Figure 4 illustrates that K-means achieves a more balanced user load distribution.
Figure 5 demonstrates that in terms of individual user performance, the Nearest Neighbor Assignment + Smart Offloading scheme exhibits superior performance for each user, as users consistently experience optimal or suboptimal channel conditions.
Figure 6 shows that in terms of overall system performance, the two schemes are comparable. However, in terms of the presence of unserved users, the Nearest Neighbor Assignment + Smart Offloading scheme ensures that all users are served across all episodes and all time steps, provided that the number of crashed UAVs is less than two.
We trained the MAPPO-DC algorithm architecture combining nearest neighbor assignment and intelligent offloading under 5 different random seeds, and counted the number of truncation operations mentioned in Algorithm 1, as well as the average and variance of other key indicators, the results are shown in
Table 2. From the results, it can be observed that in the entire training episode (100,000 episodes), there were only a maximum of 5 truncation operations, all of which occurred before the crashed zeroing episode, indicating that this situation occurred very rarely; In addition, we observed that the variance of TP and PF under different random seeds is very small, while the variance of the zero episode of crashed is relatively large. This is because the performance limit that the model can reach is relatively high. It can also be said that the best solution explored by the model in the current scenario is relatively fixed. The plan to zero crashed was explored in the early stage of training, when the model is in the random exploration stage, so the variance is relatively large.
In summary, prioritizing the scenario requirements, we find that ensuring all users are served is preferred over strictly balancing the UAV load. Therefore, we select the Nearest Neighbor Assignment + Smart Offloading scheme as the final user clustering solution.
4.2. Clustering Frequency Experiment
The scenario studied involves mobile ground users that show high dynamism. Consequently, the clustering algorithm must dynamically update and iterate to ensure an effective follow-up service by the UAVs. This experiment seeks to determine the optimal dynamic clustering frequency.
In this experiment, the optimal clustering frequency is jointly determined by two parameters: the final test performance (average of the last 1000 episodes) and the episode count for stable crash zeroing (the episode after which the crash count consistently remains zero).

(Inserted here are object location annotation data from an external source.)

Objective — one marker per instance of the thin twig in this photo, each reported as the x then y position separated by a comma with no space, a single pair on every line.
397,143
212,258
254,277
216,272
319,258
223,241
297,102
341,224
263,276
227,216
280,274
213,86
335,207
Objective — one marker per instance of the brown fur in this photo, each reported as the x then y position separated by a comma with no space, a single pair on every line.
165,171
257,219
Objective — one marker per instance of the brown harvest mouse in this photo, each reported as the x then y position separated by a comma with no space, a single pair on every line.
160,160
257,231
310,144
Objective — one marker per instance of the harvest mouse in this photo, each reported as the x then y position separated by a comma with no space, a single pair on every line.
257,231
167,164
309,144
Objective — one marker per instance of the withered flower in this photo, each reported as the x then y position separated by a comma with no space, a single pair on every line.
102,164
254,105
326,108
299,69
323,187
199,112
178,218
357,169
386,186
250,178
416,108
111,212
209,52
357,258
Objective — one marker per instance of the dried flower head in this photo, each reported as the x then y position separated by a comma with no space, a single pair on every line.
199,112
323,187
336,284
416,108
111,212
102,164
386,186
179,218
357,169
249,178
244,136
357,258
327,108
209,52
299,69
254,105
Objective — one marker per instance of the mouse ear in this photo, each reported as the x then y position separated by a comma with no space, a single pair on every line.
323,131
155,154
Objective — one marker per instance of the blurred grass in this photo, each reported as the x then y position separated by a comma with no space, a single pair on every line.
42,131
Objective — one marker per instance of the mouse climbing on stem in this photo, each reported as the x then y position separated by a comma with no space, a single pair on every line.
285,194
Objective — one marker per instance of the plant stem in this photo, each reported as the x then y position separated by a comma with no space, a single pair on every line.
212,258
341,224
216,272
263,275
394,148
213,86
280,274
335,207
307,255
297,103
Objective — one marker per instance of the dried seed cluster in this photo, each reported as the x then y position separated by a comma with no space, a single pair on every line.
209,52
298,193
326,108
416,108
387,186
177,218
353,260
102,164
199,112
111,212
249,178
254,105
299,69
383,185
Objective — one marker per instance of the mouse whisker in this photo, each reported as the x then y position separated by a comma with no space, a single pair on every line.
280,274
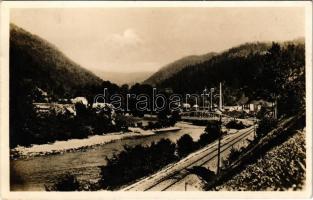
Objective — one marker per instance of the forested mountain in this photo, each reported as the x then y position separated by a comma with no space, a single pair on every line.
121,78
252,69
175,67
39,63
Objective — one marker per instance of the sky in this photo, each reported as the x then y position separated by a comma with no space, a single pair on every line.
145,39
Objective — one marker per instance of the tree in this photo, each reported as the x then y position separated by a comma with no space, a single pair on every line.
185,145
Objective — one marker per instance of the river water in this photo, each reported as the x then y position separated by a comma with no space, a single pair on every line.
32,174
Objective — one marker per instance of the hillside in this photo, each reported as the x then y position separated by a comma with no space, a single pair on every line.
121,78
246,69
171,69
40,63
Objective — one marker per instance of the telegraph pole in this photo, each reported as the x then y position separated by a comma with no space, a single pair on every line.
221,101
219,148
212,90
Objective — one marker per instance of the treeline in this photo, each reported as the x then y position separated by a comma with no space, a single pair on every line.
139,161
27,126
271,73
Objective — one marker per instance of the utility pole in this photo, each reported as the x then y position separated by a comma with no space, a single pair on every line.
211,91
219,148
221,101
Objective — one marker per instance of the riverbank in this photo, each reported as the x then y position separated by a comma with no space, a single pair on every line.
60,147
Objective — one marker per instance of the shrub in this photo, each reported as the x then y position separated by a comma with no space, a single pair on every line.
185,145
265,125
67,182
203,172
135,162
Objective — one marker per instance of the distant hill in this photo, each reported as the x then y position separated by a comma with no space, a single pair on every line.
121,78
241,69
176,66
41,63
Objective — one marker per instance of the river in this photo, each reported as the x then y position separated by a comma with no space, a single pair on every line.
31,174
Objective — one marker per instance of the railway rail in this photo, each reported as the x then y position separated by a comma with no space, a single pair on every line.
180,169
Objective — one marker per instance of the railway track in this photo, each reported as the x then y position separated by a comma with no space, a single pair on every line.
171,178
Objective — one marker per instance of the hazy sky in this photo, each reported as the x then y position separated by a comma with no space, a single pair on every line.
137,39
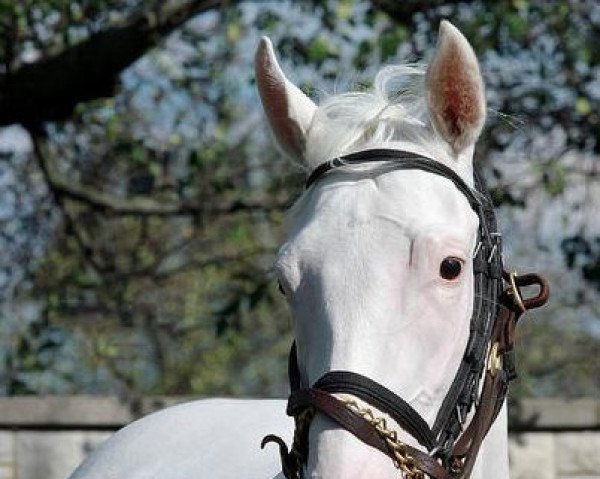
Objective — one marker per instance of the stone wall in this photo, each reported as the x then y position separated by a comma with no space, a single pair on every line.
45,438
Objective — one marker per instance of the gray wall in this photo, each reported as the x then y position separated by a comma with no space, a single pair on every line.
45,438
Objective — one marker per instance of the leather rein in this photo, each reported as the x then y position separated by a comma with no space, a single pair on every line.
451,444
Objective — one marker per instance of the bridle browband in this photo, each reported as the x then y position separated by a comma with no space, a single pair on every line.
451,445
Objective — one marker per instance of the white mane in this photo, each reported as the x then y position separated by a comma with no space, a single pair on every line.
390,115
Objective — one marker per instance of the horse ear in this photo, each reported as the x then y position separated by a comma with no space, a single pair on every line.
455,91
288,110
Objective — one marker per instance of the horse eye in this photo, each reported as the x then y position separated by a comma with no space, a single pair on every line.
451,268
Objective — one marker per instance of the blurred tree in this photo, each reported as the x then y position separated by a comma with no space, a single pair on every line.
149,270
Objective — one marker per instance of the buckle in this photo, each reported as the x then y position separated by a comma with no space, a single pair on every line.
494,359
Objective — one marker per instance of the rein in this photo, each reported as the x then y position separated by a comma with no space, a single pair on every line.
451,445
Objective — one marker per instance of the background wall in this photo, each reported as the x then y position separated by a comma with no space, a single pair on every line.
47,437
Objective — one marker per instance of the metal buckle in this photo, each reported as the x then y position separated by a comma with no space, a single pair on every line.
514,291
494,359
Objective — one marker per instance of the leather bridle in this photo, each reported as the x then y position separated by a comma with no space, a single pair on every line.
452,445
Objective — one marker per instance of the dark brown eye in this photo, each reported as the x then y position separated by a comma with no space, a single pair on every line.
451,268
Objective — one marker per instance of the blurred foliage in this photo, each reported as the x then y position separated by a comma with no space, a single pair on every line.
183,303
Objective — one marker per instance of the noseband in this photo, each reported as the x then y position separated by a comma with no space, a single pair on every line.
452,445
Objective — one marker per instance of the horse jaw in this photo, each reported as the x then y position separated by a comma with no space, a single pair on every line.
362,276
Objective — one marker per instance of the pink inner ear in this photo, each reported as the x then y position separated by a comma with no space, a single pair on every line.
456,96
459,98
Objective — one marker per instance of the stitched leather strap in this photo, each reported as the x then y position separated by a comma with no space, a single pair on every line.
359,427
382,398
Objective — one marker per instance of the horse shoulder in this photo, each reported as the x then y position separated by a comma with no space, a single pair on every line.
216,438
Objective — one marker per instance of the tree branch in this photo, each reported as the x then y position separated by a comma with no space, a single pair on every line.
49,89
149,207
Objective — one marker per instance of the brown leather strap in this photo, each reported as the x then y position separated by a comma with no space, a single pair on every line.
495,385
336,410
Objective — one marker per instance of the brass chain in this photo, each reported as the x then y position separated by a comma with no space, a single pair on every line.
402,459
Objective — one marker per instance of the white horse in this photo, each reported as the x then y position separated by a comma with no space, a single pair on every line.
361,272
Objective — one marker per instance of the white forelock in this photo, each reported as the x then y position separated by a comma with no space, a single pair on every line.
393,114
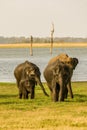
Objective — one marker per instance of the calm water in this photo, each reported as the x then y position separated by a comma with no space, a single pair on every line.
10,58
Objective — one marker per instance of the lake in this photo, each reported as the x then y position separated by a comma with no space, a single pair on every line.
11,57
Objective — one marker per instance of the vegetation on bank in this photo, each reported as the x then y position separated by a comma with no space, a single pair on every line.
41,39
41,113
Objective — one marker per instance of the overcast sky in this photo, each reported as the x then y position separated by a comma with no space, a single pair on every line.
34,17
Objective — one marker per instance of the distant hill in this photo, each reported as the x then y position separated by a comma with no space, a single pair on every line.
40,40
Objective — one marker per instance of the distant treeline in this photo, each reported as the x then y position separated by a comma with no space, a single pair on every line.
40,40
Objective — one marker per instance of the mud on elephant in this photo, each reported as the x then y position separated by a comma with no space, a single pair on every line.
72,63
27,76
57,76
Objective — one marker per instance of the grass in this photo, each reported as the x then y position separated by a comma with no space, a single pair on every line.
41,113
27,45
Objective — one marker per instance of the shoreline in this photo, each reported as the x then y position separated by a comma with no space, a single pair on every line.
39,45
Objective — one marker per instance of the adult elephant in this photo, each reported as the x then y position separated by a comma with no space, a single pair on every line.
72,63
27,76
57,76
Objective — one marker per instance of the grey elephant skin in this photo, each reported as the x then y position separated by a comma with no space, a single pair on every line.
72,63
27,75
57,76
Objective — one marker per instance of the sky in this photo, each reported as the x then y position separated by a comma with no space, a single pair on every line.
35,17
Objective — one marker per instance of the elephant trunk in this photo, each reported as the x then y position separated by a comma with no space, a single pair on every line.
40,83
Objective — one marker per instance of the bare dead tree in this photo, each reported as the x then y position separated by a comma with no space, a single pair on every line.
31,50
51,38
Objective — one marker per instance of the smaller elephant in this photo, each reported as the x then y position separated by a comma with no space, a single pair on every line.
26,87
27,76
57,76
72,63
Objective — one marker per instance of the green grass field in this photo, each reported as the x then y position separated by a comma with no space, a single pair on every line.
41,113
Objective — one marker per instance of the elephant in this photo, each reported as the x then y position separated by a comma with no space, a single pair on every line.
72,63
57,76
27,75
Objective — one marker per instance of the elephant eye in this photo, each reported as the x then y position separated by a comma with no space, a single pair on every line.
27,73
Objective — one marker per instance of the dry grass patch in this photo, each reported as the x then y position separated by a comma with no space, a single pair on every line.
41,113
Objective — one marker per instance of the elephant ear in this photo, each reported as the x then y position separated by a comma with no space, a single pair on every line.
57,70
75,62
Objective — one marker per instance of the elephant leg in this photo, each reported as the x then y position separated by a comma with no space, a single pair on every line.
66,92
20,93
70,89
55,94
61,93
32,92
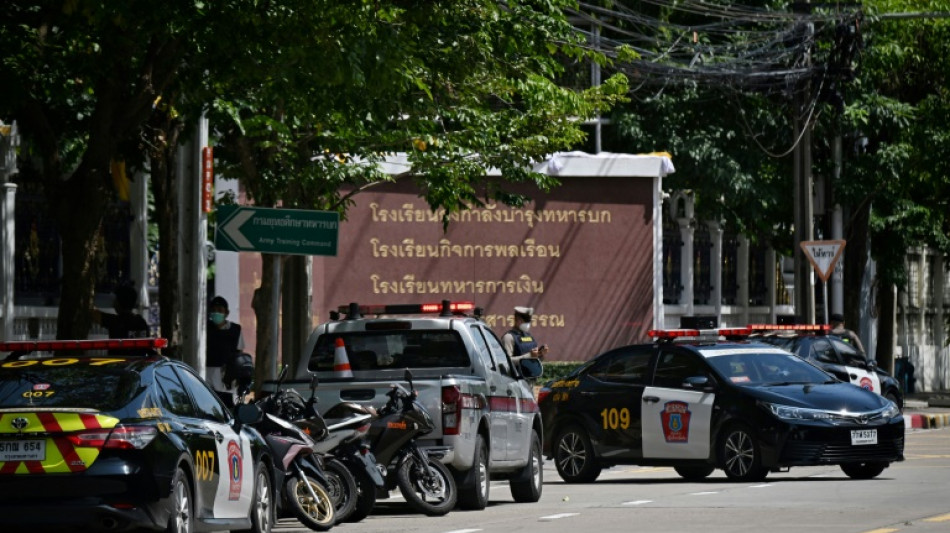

From the throughput (TP) and PF curves in
Figure 7 and the numerical results in
Table 3, we observe that a clustering frequency (CF) of 10 performs relatively poorly early in training compared to other frequencies. However, during the convergence stage, CF = 10 yields the highest TP and PF. In contrast, the Reward curve in
Figure 7 and the Pareto frontier scatter plot in
Figure 8 indicate that CF = 10 requires the longest time for convergence and the slowest stable crash zeroing among the four tested frequencies. The lower clustering frequency (less frequent user cluster reassignment) stabilizes the user groups faced by the agents during training, allowing them to learn superior long-term strategies. However, since the environment changes more slowly, it takes longer to accumulate experience and fully explore the strategy space, resulting in slower convergence.
While CF = 10 exhibits the slowest convergence speed compared to higher frequencies, it ultimately achieves the highest converged TP and PF scores. This presents a trade-off between training efficiency and final inference performance. From a practical deployment perspective, model training is a one-time offline cost, whereas the converged policy’s performance dictates the system’s long-term utility during online execution. Since CF = 10 provides a more stable interaction window that allows agents to learn superior long-term strategies—albeit requiring more episodes to generalize across varying topologies—we prioritize the final performance gains over training speed. Therefore, we select a clustering frequency of 10 as the final parameter setting.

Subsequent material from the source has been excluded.